How US Fracking Breakthrough Forced Oil Prices Down

Morris Beschloss
Special to The Desert Sun

What has puzzled many observers about the suddenness of global crude oil prices from an average of $100 per barrel of light West Texas Intermediate (WTI) to $50 between mid-year 2014 and the end of that year is the fact that America's daily use was actually twice as much (19.5 barrels per day) as the fracking technology only increased to just short of 10 million bpd in the past six years. This meant that half of America's daily usage was still generated from other sources.

The answers lie in the capacity of 140 U.S. refineries (largest total refining capability in the world), and their crude oil sourcing, which emanates from a wide range of global crude oil producers, including heavy density crude from such global sources as Saudi Arabia, Venezuela, Iraq, Iran, and the fast increasing heavy oil sands from Canada's Athabasca region.

The critical key to distribution feeding into America's vast retail sector of oil derivatives is America's complex refining capability, which is today geared to the high density crude from previously described offshore bases. Just as these highly productive U.S. refineries ship their derivatives increasingly to Central and South America, roughly 9 million barrels per day are contracted by the refineries to utilize the heavy offshore oil. This provides U.S. refineries with the dense Brent crude, which they prefer, since they are equipped to handle such basic sources much more profitably than the light WTI U.S. version.

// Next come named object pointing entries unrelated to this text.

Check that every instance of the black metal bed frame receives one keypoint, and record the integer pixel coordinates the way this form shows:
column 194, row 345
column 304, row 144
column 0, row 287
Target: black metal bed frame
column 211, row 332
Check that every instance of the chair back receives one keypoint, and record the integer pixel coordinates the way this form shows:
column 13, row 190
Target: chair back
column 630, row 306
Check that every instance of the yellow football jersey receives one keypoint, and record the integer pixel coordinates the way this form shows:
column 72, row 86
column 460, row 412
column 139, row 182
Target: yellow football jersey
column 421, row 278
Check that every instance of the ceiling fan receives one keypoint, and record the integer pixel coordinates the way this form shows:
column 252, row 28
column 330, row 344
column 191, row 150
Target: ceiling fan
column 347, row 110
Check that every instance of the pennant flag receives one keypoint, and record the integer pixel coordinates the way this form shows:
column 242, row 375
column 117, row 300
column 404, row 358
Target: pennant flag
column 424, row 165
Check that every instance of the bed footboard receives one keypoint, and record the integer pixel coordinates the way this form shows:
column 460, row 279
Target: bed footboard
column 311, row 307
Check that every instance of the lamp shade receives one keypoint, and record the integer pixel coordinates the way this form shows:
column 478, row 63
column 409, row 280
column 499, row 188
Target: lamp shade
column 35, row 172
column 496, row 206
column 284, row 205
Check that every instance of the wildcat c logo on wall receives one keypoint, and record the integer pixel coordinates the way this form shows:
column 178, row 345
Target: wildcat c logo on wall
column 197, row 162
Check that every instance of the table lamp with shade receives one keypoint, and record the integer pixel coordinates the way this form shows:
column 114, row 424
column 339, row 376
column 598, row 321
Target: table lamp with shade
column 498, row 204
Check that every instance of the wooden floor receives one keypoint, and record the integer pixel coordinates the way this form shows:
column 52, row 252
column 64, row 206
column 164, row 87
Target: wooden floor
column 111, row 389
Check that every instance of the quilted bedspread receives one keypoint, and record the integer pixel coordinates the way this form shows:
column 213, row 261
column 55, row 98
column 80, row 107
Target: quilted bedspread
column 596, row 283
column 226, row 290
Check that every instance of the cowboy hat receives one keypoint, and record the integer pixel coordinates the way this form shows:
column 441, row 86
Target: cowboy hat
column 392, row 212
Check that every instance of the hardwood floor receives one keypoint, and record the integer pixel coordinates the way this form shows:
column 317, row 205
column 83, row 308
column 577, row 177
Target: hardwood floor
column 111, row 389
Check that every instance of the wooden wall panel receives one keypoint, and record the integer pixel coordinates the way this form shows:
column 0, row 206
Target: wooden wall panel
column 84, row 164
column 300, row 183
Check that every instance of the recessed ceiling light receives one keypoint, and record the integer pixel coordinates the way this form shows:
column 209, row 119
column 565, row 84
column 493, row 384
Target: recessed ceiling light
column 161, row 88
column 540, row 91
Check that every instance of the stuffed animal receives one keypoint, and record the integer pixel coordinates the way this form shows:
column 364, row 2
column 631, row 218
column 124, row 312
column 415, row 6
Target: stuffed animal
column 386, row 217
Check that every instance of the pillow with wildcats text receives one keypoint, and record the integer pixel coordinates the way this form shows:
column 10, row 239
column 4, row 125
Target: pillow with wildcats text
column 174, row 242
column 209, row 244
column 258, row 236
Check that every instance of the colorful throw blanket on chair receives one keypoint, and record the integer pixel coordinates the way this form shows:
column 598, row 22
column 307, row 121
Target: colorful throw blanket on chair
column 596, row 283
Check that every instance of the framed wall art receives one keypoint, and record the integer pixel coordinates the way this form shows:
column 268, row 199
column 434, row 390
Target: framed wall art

The genesis of the mid-year 2014 price crash elicited from a world battle for the shrinking U.S. market import availability. This was codified on Thanksgiving Day, Nov. 26, 2014, at OPEC's Vienna meeting, which refused to decrease its production capability, because they did not want to give up their American market share permanently.

Since oil pricing is universal, the reduced pricing that was shaved to be competitive in the U.S. is now available everywhere. But since this market battle has cut deeply into the world's leading oil producers' profits and balance sheets, these corporate giants (such as Exxon Mobil, Conoco Philips, Shell, BP, Chevron, etc.) have initiated a major operations cutback after their lowest profit in years became public in late July, and early August. This also hastened production cuts of drilling rigs, and varied technical service equipment, which is also impinging on such technical service giants as Halliburton, Baker Hughes, and Schlumberger, who, among others, have provided the tools for America's technological fracking miracle.

With these reductions have also come the layoffs of thousands of highly-paid technical employees, which will reverse much of the nation's post-recession high level employment utilization. While some recovery from the 50% price crash has been achieved spasmodically, it will all depend on how far America's energy giants are willing to go to retrieve a major level of higher prices.